Padahal, Indonesia telah mencatatkan rekor membanggakan dengan surplus neraca perdagangan selama lima tahun berturut-turut. Data terbaru menunjukkan, pada Mei 2025, surplus neraca perdagangan Indonesia mencapai US$4,9 miliar, melonjak signifikan sebesar 2.962 persen secara bulanan (mtm) dibandingkan surplus US$160 juta pada April 2025. Keberlanjutan tren positif ini terancam oleh eskalasi konflik.
Ketegangan yang meningkat antara Israel dan Iran secara fundamental mengancam stabilitas perdagangan global. Salah satu konsekuensi paling nyata adalah potensi terganggunya pasokan minyak dunia. Hasran menjelaskan, gangguan pasokan minyak ini sangat mungkin mempengaruhi perdagangan Indonesia, baik dari sisi lonjakan biaya logistik maupun penurunan permintaan dari negara-negara mitra dagang utama. Perlu dicatat, Selat Hormuz merupakan arteri vital yang dilalui sekitar 20 persen dari total transaksi minyak dunia pada tahun 2024.

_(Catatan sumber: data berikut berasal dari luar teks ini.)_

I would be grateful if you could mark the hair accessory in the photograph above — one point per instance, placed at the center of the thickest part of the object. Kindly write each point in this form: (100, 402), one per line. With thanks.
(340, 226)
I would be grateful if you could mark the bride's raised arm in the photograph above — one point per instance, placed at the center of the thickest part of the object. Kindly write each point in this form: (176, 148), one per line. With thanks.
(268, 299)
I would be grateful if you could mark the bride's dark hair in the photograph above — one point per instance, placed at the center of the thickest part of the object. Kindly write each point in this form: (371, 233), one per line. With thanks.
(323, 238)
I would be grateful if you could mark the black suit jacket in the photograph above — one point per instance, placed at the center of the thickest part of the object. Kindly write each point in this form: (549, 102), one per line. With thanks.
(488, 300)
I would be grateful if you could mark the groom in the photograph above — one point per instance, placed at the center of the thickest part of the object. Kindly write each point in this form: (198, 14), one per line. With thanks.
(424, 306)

Meskipun Amerika Serikat hanya mengimpor sekitar 7 persen minyaknya melalui Selat Hormuz, potensi disrupsi pasokan global dapat memicu pergeseran permintaan minyak dari jalur tersebut ke produsen alternatif, termasuk Amerika Serikat sendiri yang juga terlibat dalam konflik ini. Kondisi ini dapat mendorong kenaikan tajam harga minyak dunia. Kenaikan harga minyak secara langsung berdampak pada perdagangan Indonesia, di mana permintaan ekspor bisa terganggu akibat biaya tinggi yang timbul dalam proses pengiriman logistik. Lebih jauh, gangguan pasokan minyak ke negara-negara pengimpor utama berpotensi menghambat aktivitas ekonomi mereka, yang pada akhirnya akan mengurangi permintaan terhadap barang ekspor dari Indonesia.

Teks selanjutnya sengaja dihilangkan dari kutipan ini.